Nearly 100 bodies discovered in Sugar Land, thought to be prisoners during Jim Crow era

Researchers have unearthed 95 bodies found buried on a construction site in Sugar Land, Texas, which they believe to be the remains of prisoners who died during the Jim Crow era.

What are the details?

The first physical evidence of the unmarked graves was discovered in February as the ground was being excavated for the construction of a new school on the site — where the Imperial State Prison Farm once stood.

The Fort Bend Independent School District hired an archaeologist to oversee the operation and was given a heads up by a man named Reginald Moore, who has researched the area's history of slavery and convict-leasing for decades.

Moore told the Washington Post: "I felt like I had to be a voice for the voiceless."

So when a backhoe operator on the site discovered what he thought to be a human bone, construction was halted and eventually a judge granted permission for the bodies to be exhumed for analysis.

At first, a number of theories were explored about the background of the deceased, but given Sugar Land's history with sugar production and the nature of the burials, most researchers speculated that the bodies were either of prisoners or slaves.

From what researchers have discovered thus far, the theory that the cemetery is made up of people who passed during the convict-leasing era seems plausible. The time frame of the burials is estimated to be between 1887 and 1911. Convict-leasing was outlawed in Texas in 1910.

Of the remains assessed so far, every individual was discovered to be African-American, ranging in age from teenagers to around 70 years old, with builds that exhibited signs of heavy labor.
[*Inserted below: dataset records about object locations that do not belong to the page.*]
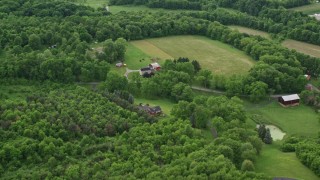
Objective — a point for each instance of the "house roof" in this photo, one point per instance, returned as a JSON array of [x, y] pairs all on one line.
[[145, 69], [155, 65], [290, 97]]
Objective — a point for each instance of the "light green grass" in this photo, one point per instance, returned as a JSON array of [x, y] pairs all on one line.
[[275, 163], [135, 58], [165, 104], [306, 48], [251, 31], [216, 56], [308, 9], [300, 120]]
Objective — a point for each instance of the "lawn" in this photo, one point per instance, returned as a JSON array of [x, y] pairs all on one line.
[[135, 58], [216, 56], [306, 48], [275, 163], [300, 120], [251, 31], [309, 9]]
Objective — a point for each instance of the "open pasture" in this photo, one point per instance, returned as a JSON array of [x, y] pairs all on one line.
[[216, 56], [306, 48], [275, 163], [300, 120], [308, 9]]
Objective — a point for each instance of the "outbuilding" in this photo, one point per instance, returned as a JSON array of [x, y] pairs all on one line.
[[289, 100], [155, 66]]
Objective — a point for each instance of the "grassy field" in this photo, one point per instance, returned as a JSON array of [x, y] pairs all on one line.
[[308, 9], [251, 31], [218, 57], [275, 163], [300, 120], [306, 48]]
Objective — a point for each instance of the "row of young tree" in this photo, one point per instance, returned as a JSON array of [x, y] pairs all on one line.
[[69, 132]]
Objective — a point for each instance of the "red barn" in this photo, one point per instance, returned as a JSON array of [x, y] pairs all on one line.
[[290, 100]]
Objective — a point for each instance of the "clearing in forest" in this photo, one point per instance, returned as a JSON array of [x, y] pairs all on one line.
[[306, 48], [308, 9], [299, 120], [275, 163], [216, 56], [251, 31]]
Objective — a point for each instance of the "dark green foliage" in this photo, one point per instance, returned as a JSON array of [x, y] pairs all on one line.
[[70, 132], [262, 131], [267, 138], [264, 134], [247, 165], [289, 145], [308, 151]]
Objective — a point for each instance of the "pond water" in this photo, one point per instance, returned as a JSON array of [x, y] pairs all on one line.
[[275, 132]]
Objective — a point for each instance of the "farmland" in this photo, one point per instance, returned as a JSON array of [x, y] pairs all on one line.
[[213, 55], [290, 119], [250, 31], [308, 9], [279, 164]]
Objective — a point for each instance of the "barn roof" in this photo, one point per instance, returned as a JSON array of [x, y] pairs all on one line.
[[290, 97], [155, 65]]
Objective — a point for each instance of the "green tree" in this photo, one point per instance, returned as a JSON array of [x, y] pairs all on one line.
[[34, 42], [115, 81], [204, 77], [247, 165]]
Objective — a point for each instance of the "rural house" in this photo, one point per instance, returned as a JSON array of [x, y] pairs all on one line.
[[289, 100], [155, 66], [156, 110], [146, 70]]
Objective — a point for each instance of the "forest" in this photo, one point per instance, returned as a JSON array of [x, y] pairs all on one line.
[[54, 127]]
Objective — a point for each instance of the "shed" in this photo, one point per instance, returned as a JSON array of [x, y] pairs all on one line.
[[146, 70], [155, 66], [289, 100]]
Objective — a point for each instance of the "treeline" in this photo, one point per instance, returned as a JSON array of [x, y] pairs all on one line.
[[44, 9], [308, 152], [278, 67], [69, 132], [59, 49], [252, 7]]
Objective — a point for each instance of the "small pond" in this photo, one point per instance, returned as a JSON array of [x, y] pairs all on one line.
[[275, 132]]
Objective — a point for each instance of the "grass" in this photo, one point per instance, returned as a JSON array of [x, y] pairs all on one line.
[[251, 31], [135, 58], [165, 104], [308, 9], [306, 48], [275, 163], [216, 56], [300, 120]]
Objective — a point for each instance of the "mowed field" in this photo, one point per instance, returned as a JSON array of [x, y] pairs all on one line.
[[300, 120], [306, 48], [251, 31], [308, 9], [218, 57], [276, 163]]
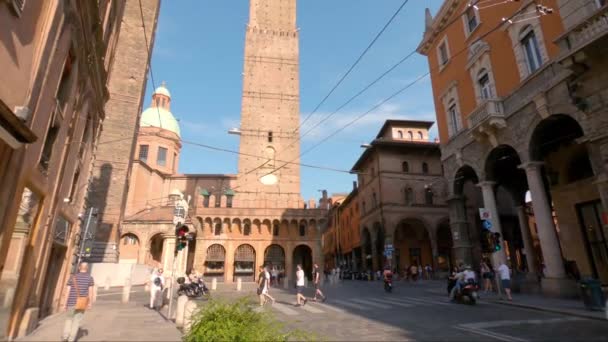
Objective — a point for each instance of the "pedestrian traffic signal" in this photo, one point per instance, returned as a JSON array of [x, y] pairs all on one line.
[[181, 231], [181, 244], [487, 241], [497, 243]]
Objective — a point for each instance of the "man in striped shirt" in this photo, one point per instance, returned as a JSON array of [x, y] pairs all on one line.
[[84, 283]]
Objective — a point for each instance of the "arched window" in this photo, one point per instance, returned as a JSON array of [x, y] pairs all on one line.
[[529, 43], [409, 196], [453, 117], [428, 196], [483, 82], [275, 229], [246, 229]]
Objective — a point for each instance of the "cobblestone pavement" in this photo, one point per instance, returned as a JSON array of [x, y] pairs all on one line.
[[362, 311]]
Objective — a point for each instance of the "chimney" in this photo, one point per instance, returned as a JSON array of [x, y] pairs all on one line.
[[428, 20]]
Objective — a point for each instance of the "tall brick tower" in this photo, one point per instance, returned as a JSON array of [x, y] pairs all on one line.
[[110, 179], [270, 113]]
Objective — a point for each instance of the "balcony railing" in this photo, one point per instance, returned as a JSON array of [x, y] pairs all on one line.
[[588, 31], [490, 112]]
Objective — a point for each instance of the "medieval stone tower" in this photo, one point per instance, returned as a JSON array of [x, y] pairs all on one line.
[[270, 113]]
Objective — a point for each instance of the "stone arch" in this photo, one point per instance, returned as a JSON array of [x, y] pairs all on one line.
[[155, 254], [218, 228], [276, 227], [303, 228], [226, 225], [244, 262], [445, 244], [129, 247], [303, 255], [215, 262], [208, 225], [366, 243], [312, 228], [502, 166], [237, 225], [412, 241], [267, 226], [274, 256], [257, 226]]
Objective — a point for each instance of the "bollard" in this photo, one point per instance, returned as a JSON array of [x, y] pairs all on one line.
[[8, 297], [126, 291], [95, 289], [180, 310], [190, 310]]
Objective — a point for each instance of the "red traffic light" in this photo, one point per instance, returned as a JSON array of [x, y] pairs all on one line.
[[181, 230]]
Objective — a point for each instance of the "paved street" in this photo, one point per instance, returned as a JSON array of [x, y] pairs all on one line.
[[362, 311]]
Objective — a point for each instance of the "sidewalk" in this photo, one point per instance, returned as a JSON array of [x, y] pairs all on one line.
[[111, 321], [572, 307]]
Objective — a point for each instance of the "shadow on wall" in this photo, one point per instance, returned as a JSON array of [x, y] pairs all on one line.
[[99, 199]]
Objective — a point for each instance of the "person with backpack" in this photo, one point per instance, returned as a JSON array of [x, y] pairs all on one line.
[[316, 278], [157, 284], [80, 298]]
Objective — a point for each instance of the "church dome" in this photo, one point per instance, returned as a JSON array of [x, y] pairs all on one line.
[[159, 113], [162, 90], [161, 118]]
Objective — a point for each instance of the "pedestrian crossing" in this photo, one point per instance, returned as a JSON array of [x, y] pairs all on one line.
[[346, 305]]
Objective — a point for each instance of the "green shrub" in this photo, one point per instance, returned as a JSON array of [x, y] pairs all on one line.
[[221, 321]]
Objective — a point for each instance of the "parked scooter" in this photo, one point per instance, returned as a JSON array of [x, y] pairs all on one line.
[[192, 290], [467, 294], [388, 285]]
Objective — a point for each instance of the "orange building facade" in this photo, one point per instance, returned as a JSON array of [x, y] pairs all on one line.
[[517, 89]]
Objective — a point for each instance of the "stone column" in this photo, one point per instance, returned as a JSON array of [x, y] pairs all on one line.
[[543, 214], [555, 281], [434, 250], [527, 237], [229, 263], [489, 202], [374, 256], [460, 230]]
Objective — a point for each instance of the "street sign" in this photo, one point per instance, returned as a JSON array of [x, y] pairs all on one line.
[[487, 224], [485, 214]]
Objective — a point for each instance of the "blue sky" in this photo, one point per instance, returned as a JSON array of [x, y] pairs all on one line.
[[199, 53]]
All but one were male.

Bioarcheaologist Catrina Whitley of Goshawk Environmental Consulting Firm told the Houston Chronicle, "With a slave population, I would expect to see children and more women that are buried because that would just be the cemetery for the slave population."

"The fact that right now it's all male but one female really leans us towards [the] interpretation (that they were prisoners)," Whitley said.